El perro abandonado se aventuró despacio por el cuarto, rígidas de precaución las patas, caída la cola, de par en par los ojos, echados hacia atrás los labios para dejar al descubierto el complemento de una dentadura intacta. Aquel animal no sabía nada de conceptos tales como el del absurdo.
El antiguo Príncipe, con el que la niña de ocho años Catherine Sutlin había jugado alegremente (al menos hasta que logró que para su cumpleaños le regalasen una muñeca Repollo, llamada Marnie, y perdió temporalmente algo de su interés por el animal), era en parte perro cobrador y en parte pastor escocés… una mezcla de razas, aunque distaba mucho de ser mestizo. Cuando Sutlin lo abandonó en el Camino de, el último día de agosto, pesaba más de treinta y seis kilos y su pelaje era lustroso y brillante, con una bastante atractiva mezcla de negro y castaño (animada por una mancha blanca, como una especie de babero sobre el pecho y bajo el hocico). Ahora debía de andarse por los dieciocho kilos escasos y si una mano se deslizara por su costado notaría la protuberancia de cada una de las costillas, por no mencionar el rápido y febril latido del corazón. La piel deslucida, manchada de barro y llena de lampazos. Una rosácea cicatriz a medio curar, recuerdo del aterrador desgarro que le produjo el alambre espinoso cuando pasó por debajo de una cerca, zigzagueaba por una de sus caderas y unas cuantas púas de puerco espín sobresalían de su hocico como barbas retorcidas. Había encontrado al roedor muerto debajo de un tronco, cosa de diez días antes, pero renunció a él cuando se le clavaron las primeras púas. Estaba hambriento, pero no desesperado, todavía.

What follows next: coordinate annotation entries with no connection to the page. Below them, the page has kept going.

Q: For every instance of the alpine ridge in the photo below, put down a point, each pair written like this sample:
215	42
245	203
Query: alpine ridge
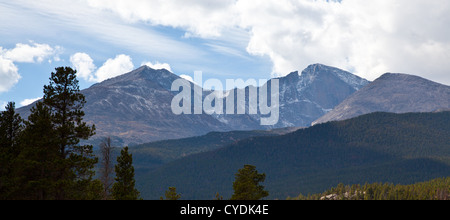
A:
392	92
135	108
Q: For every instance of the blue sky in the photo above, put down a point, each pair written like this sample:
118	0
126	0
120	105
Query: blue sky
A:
223	38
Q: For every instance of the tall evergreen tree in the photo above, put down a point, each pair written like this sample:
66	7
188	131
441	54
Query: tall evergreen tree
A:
10	131
247	184
106	167
172	194
76	162
37	164
124	187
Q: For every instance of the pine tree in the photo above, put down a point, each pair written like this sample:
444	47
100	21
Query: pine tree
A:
10	131
106	168
172	194
247	184
75	162
124	187
37	164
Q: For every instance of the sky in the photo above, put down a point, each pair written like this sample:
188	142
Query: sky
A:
225	39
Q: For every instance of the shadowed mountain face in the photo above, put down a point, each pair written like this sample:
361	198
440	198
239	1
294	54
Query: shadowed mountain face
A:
135	108
378	147
396	93
305	97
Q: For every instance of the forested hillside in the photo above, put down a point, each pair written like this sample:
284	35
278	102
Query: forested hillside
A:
437	189
379	147
155	154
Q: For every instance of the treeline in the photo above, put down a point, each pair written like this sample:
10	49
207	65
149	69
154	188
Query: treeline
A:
437	189
41	158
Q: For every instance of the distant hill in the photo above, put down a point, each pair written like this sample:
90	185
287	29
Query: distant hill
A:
152	155
304	97
135	108
379	147
396	93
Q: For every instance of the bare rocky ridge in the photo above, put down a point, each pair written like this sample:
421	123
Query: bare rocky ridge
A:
135	108
392	92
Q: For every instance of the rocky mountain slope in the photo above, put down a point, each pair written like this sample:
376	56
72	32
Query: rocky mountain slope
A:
135	108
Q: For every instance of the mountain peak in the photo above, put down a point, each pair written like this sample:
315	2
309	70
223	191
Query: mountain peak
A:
315	70
393	92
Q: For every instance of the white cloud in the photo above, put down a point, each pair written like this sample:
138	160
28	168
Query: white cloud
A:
157	65
3	105
205	18
22	53
9	74
34	53
29	101
84	65
365	37
188	78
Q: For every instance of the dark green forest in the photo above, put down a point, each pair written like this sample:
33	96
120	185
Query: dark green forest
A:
42	159
379	147
375	156
437	189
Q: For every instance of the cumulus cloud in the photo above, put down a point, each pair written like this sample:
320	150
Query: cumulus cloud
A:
157	65
31	53
3	105
205	18
114	67
85	67
9	74
22	53
366	37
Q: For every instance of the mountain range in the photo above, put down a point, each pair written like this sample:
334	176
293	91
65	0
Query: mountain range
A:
392	92
135	108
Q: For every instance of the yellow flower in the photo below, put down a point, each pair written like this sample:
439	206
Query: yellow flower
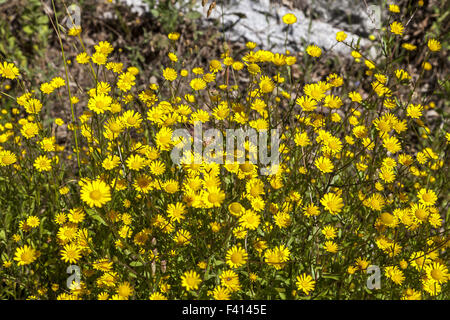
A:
9	70
198	84
42	163
95	193
332	202
314	51
71	253
169	74
236	257
434	45
324	164
289	18
25	255
305	283
7	158
397	28
190	280
266	85
173	36
341	36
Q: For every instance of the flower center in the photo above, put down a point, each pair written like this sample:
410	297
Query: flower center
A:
95	195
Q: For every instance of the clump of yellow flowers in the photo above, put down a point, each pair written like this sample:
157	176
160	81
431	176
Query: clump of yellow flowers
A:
361	180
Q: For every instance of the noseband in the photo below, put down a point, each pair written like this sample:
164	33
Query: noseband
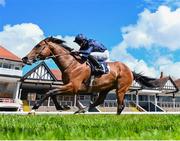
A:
52	56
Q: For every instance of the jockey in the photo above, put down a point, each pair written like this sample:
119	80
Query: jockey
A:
92	50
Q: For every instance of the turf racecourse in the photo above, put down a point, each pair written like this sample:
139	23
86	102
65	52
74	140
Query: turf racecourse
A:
90	127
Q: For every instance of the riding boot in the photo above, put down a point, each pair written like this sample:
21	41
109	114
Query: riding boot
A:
98	68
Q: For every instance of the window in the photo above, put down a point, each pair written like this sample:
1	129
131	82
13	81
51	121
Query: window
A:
17	68
5	65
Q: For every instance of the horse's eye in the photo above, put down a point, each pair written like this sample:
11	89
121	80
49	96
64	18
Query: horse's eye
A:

Ahora estaba hambriento y desesperado. Su última comida, dos días atrás, fueron unos desperdicios agusanados que encontró en una bolsa de basura que alguien había tirado a la cuneta de 117. El perro que tan rápidamente aprendió a devolver a Catherine Sutlin la pelota de goma roja que la niña arrojaba por el suelo del pasillo o del vestíbulo estaba ahora literalmente muriéndose de hambre.
Sí, pero allí —allí mismo, en el suelo, frente a sus ojos— había kilos y kilos de carne fresca, grasa y huesos llenos de suculentos tuétanos. Era como un regalo del Dios de los perros vagabundos.
El en otro tiempo encanto mimado de Catherine Sutlin continuó acercándose al cadáver de Gerald Burlingame.